Diyarbakır’da hafta sonu oynanan Pendikspor maçında yaşanan protokol skandalı hâlâ hafızalardaki tazeliğini koruyor.
Tribünlerdeki arbede, kimin nerede oturacağı kavgası, siyasi güç gösterileri ve en önemlisi de gazeteciye yapılan saldırı…
Görünen tablo basit bir tribün gerginliği gibi sunulmaya çalışılsa da perde arkasında çok daha vahim bir durum var.
Öncelikle altını kalın çizgilerle çizelim: Protokol tribünleri ne parası olanın, ne siyasete yaslananların, ne de güç gösterisi yapmak isteyenlerin yeri değildir.
O koltuklar; devletin resmi protokol listesine göre belirlenir.

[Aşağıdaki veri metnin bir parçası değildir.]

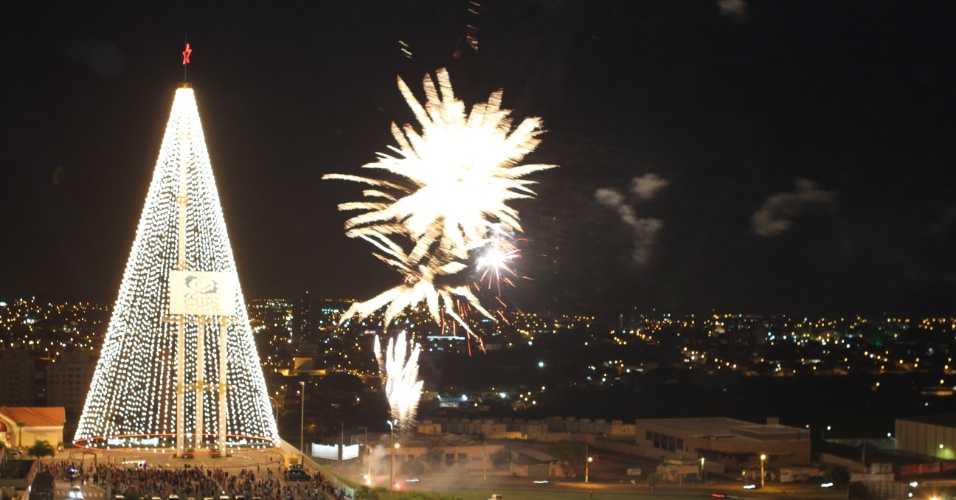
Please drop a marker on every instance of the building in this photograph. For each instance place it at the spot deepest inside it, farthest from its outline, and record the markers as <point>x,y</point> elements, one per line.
<point>930,436</point>
<point>727,444</point>
<point>22,374</point>
<point>68,379</point>
<point>24,426</point>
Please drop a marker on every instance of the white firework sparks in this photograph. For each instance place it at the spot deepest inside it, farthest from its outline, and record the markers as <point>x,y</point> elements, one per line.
<point>456,178</point>
<point>402,387</point>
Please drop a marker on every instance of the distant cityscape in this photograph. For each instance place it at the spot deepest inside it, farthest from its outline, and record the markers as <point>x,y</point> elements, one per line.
<point>52,349</point>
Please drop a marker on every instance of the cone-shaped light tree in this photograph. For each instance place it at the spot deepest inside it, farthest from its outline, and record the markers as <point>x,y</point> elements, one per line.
<point>179,371</point>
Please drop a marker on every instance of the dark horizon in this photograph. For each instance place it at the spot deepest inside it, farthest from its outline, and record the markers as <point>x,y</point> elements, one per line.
<point>739,156</point>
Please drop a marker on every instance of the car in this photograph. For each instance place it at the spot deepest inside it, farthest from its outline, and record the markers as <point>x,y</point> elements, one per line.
<point>298,475</point>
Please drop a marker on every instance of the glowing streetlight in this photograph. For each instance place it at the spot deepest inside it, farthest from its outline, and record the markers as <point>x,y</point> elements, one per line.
<point>275,404</point>
<point>302,424</point>
<point>763,458</point>
<point>365,450</point>
<point>587,464</point>
<point>391,462</point>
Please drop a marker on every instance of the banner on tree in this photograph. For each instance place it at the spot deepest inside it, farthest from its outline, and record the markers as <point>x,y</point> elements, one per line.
<point>208,293</point>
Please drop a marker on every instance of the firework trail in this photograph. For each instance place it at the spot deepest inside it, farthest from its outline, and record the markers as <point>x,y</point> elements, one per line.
<point>400,372</point>
<point>455,179</point>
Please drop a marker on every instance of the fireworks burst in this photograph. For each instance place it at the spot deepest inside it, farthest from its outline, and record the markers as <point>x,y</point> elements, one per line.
<point>455,179</point>
<point>494,261</point>
<point>400,372</point>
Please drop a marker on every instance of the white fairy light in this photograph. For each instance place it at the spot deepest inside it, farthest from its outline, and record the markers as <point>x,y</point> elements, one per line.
<point>136,382</point>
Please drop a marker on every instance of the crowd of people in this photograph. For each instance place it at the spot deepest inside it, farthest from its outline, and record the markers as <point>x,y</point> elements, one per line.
<point>199,481</point>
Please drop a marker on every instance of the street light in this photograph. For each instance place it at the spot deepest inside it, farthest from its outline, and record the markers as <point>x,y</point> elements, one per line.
<point>302,425</point>
<point>391,463</point>
<point>275,404</point>
<point>365,450</point>
<point>763,458</point>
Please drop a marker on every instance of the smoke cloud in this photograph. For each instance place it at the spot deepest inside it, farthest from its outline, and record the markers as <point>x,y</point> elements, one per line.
<point>643,230</point>
<point>777,213</point>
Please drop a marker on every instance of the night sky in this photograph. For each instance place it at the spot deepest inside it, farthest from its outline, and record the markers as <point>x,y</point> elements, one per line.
<point>774,156</point>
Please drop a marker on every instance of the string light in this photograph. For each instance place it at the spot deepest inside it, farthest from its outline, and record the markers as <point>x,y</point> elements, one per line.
<point>175,374</point>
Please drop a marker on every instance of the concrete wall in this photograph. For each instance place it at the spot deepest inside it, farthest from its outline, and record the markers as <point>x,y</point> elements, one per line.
<point>929,440</point>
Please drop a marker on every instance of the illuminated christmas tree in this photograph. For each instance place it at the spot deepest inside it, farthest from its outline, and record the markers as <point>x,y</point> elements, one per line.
<point>179,370</point>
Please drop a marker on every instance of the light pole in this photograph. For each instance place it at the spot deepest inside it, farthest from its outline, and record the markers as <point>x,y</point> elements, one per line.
<point>587,463</point>
<point>391,462</point>
<point>368,463</point>
<point>275,404</point>
<point>302,425</point>
<point>763,458</point>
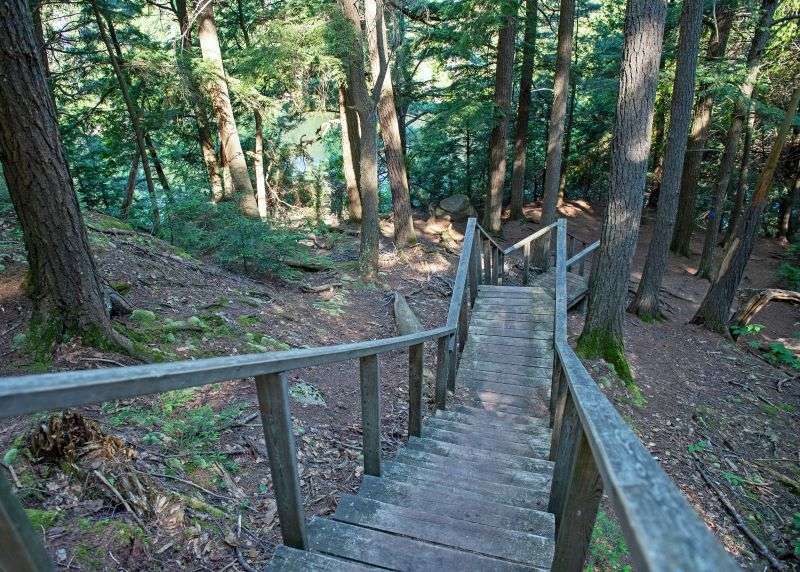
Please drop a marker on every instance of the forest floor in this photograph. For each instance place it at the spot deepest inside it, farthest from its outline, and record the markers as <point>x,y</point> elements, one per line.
<point>709,404</point>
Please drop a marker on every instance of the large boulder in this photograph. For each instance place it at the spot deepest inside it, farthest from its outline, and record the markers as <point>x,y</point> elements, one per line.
<point>457,207</point>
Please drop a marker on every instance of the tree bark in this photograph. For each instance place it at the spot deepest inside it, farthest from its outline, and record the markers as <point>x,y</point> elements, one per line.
<point>404,233</point>
<point>258,165</point>
<point>646,301</point>
<point>742,182</point>
<point>741,108</point>
<point>523,108</point>
<point>63,282</point>
<point>504,76</point>
<point>555,136</point>
<point>714,311</point>
<point>130,187</point>
<point>368,146</point>
<point>349,155</point>
<point>206,142</point>
<point>701,122</point>
<point>134,114</point>
<point>641,52</point>
<point>233,156</point>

Spor İl Müdürlüğü’nün elinde net bir liste vardır.
Kim nerede oturacak, hangi misafirin yeri neresidir, bellidir.
Oraya kafasına esenin, arkasına aldığı bir grubun zoruyla girmesi kabul edilemez.
Peki Pendik maçında ne oldu?
Orada yaşanan kavga, yalnızca bir “yer kapma” meselesi değildir.
Birileri bu meseleyi bilinçli olarak büyüttü.
Kavganın fitilini kim ateşledi, hangi STK başkanı olayın neresindeydi, kimler gazeteciyi hedef gösterdi, sorular hâlâ cevapsız.
Daha vahimi, görevini yapmak için orada bulunan bir gazeteciye 25 kişilik bir grubun saldırmasıdır.
Soruyoruz:
– Bu gazeteciye saldırı talimatını kim verdi?
– O 25 kişilik grup içeriye nasıl sokuldu?
– Bu çetelerin arkasında kimler var?
– Gazetecinin sakatlanması pahasına saldırıya uğraması kimin umurunda oldu?
Cevap: Hiç kimsenin!..
Evet, taraflar kendi aralarında barıştı, el sıkıştı. Ama ekmeğinin peşinde olan, haber yapmak için orada bulunan gazeteci yalnız bırakıldı.
Kimse çıkıp “Neden saldırdınız?”, “Durumu nedir?” diye sormadı.
O gazetecinin can güvenliği, itibarı, emeği kimin umurunda?
Basit bir soru:
Ya o gün gazeteci arkadaşımız ciddi şekilde yaralansaydı?
Ya Allah korusun canına kast edilmiş olsaydı?
Kim verecekti, bunun hesabını?
Yine üstü mü örtülecekti?
Bu olaydan çıkarılacak en önemli ders şudur: Protokol, protokol gibi yönetilmelidir.
Spor İl Müdürlüğü’nün listesi dışında kimse o tribünlere adım atmamalıdır.
Çünkü orası ne şov yeri, ne güç gösterisi, ne de çeteleşmenin sahnesidir.
Gazeteciler ise tehdit altında değil, görevlerinin başında olmalıdır.
Gazeteciye saldırı, yalnızca bir kişiye değil, toplumun haber alma hakkına yapılmış bir saldırıdır.
Bu gerçeği görmek istemeyenler, aslında demokrasinin en önemli damarını tıkamaktadır.
Perşembe günü oynanacak maçta her şey daha net ortaya çıkacak.
Protokolde kimler oturacak, kimler dışarıda kalacak göreceğiz.
Umarım Pendikspor maçında yaşanan utanç verici tablo bir daha tekrar etmez.
Ama şu unutmasın:
Biz gazeteciler ne çetelere boyun eğeriz, ne de protokoldeki güç oyunlarına.
Bizim tek derdimiz, halkın haber alma hakkıdır.